Polônia apaga telas: adeus celulares nas escolas e controle à pornografia

02 de June de 2026 Publicado | Traducido del español

A Polônia se prepara para uma medida que dará o que falar: a partir de setembro, crianças de 7 a 15 anos não poderão usar celulares nas escolas primárias, nem mesmo nos recreios. A isso se soma uma verificação de idade para bloquear o acesso a conteúdo pornográfico. O objetivo é frear o vício em telas, que afeta o rendimento escolar e o comportamento dos menores.
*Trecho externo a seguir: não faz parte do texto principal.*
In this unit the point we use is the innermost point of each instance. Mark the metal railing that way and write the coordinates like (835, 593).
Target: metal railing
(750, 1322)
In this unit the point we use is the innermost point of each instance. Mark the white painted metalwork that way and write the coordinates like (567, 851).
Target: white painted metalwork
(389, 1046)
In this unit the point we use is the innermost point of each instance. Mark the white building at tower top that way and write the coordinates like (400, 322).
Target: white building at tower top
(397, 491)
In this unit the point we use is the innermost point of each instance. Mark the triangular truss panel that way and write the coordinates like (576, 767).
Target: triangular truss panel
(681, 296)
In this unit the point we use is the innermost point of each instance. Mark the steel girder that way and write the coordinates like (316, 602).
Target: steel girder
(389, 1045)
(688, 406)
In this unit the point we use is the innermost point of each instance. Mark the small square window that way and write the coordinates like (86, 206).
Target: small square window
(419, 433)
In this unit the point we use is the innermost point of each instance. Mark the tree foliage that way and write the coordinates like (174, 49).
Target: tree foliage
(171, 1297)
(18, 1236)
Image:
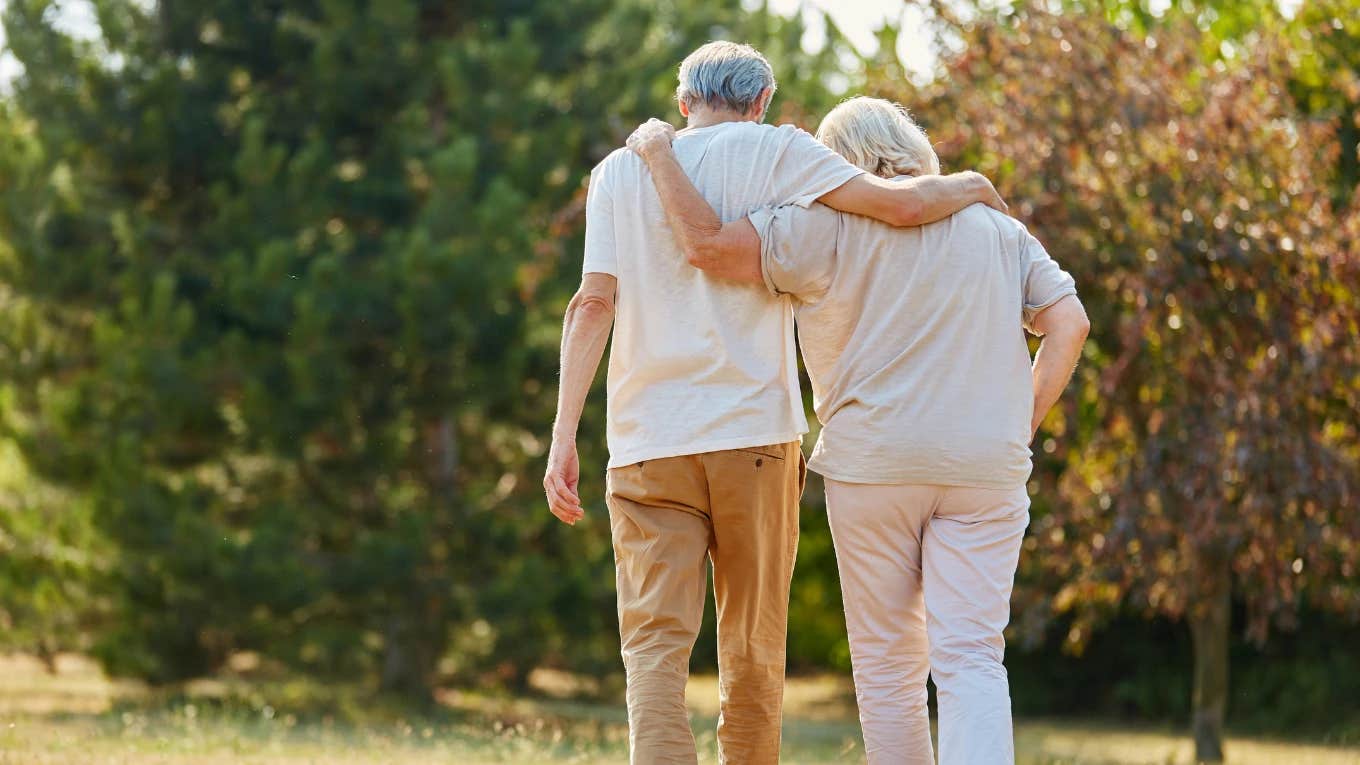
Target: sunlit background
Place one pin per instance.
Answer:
(280, 297)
Uma decisão que aposta na saúde infantil sobre a liberdade digital sem filtros.

fotografia realista de uma sala de aula de escola primária polonesa vazia durante o recreio, carteiras de madeira com livros abertos e lápis, um smartphone quebrado e desligado no chão de linóleo, um tablet digital com a tela rachada pendurado em um cabo rompido, na parede um cartaz de verificação de idade com um escudo digital bloqueando conteúdo web, luz natural fria entrando pelas janelas, atmosfera de silêncio e ordem, estilo documental cinematográfico, texturas detalhadas de superfícies escolares desgastadas

Filtros de idade e restrições: o hardware a serviço da proteção infantil 🛡️

A implementação técnica desta lei exigirá que os sistemas operacionais dos dispositivos, sejam móveis ou tablets, integrem mecanismos de verificação de idade confiáveis. Isso implica desde o uso de dados biométricos ou documentação oficial até a colaboração das operadoras de rede para bloquear o tráfego não verificado. A nível de software, os centros educacionais deverão implantar políticas de controle de acesso que impeçam a conexão a redes sociais ou jogos durante o horário letivo, enquanto os fabricantes de celulares terão que adaptar seus sistemas para cumprir a regulamentação polonesa.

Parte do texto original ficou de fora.